Tentu Anda sangat sepakat bila memaafkan kesalahan orang lain adalah
termasuk sikap yang sangat mulia. Ya, karena Tuhan adalah maha pemaaf
segala kesalahan setiap hamba-Nya. Sifat Tuhan itulah yang secara tak
langsung mengajarkan hamba-Nya untuk menjadi insan pemaaf dan murah
hati. Namun kenyataannya, ternyata bukan hal mudah untuk memberikan
maaf, meskipun orang yang berbuat salah kepada kita telah berulang kali
memohon maaf. Ironisnya lagi, terkadang kita dengan begitu mudah menuduh
orang lain berbuat salah, padahal bisa jadi itu hanya sebuah
kesalahpahaman yang semestinya harus segera diklarifikasi (halaman
29-43).
Setiap orang sangat dekat dengan potensi berbuat salah dan khilaf. No
body perfect. Memang benar, tidak ada manusia sempurna di muka bumi ini.
Kita, secara tidak langsung, kerap menghakimi, memojokkan, menyalahkan
dan mencaci maki orang lain ketika terbukti melakukan kesalahan. Kita
terkadang merasa enggan untuk mencari tahu, apa sebenarnya yang menjadi
sumber penyebab seseorang melakukan kesalahan. Tetapi, meskipun begitu,
bukan berarti dengan mengatasnamakan “no body perfect” kita lantas
gampang jatuh ke kubang kesalahan yang sama. Dan yang pasti, pada
hakikatnya, setiap kesalahan pasti mengandung hikmah dan pelajaran
berharga agar kita bisa lebih berhati-hati dan berusaha menjadi manusia
yang lebih baik di kemudian hari (halaman 66-76).

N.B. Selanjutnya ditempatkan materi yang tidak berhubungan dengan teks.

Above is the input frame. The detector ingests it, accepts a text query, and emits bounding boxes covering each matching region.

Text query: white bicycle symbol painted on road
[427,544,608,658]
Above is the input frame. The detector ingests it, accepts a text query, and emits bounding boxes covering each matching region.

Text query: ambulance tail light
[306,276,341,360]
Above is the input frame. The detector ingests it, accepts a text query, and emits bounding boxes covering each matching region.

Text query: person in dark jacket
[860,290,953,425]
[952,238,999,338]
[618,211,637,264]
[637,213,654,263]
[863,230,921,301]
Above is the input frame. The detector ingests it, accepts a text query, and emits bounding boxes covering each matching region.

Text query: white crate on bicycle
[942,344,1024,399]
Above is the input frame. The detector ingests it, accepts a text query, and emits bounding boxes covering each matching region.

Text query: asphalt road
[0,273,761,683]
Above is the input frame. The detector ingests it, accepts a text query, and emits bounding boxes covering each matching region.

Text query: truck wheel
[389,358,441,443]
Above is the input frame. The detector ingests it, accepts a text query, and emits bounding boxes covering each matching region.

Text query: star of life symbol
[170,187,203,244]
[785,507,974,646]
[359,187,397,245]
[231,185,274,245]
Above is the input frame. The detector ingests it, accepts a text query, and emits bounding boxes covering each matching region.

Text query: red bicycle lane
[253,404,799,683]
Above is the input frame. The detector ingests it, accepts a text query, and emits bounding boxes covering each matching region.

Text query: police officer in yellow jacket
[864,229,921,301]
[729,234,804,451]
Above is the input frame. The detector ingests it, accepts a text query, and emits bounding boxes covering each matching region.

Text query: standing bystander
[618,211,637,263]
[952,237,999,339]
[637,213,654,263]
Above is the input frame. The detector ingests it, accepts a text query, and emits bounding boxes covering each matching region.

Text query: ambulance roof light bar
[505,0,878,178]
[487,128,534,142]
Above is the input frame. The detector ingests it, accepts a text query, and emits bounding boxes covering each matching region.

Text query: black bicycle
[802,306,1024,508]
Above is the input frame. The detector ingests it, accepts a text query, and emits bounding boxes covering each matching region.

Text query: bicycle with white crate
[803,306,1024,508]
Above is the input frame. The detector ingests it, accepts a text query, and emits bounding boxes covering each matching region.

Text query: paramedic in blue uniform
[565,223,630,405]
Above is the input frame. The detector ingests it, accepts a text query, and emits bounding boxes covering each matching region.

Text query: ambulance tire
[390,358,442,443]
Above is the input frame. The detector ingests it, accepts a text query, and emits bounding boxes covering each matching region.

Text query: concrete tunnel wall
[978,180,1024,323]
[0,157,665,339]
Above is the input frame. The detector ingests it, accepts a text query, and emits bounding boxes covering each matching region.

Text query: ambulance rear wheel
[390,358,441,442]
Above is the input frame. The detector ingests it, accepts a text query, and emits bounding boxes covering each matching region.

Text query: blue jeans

Mensyukuri segala nikmat Tuhan terbukti menjadi kunci penenang jiwa
manusia. Pada bab ini, penulis memaparkan kisah seorang wanita yang demi
mempercantik fisiknya, ia rela melakukan apa saja meskipun harus
mengeluarkan biaya yang sangat mahal. Beragam terapi kecantikan ia
lakoni, mulai suntik silicon di bagian-bagian tubuh tertentu, rebonding,
pasang tato, dll. Hingga suatu ketika, ia pun menyadari, bahwa
kecantikan fisik yang berhasil diperolehnya sebenarnya semu. Parahnya,
ia tak mampu membayar biaya terapi kecantikan rutin itu hingga
menyebabkan seluruh tubuhnya rusak parah (halaman 100-114).
Masih ada sederet catatan-catatan perjalanan menarik yang bisa Anda baca
di dalam buku yang ditulis dengan bahasa lugas, ringan tapi berisi,
dengan harapan agar bisa dipahami oleh semua kalangan. Menariknya lagi,
penulis juga membumbuinya dengan banyolan-banyolan segar tapi nyelekit.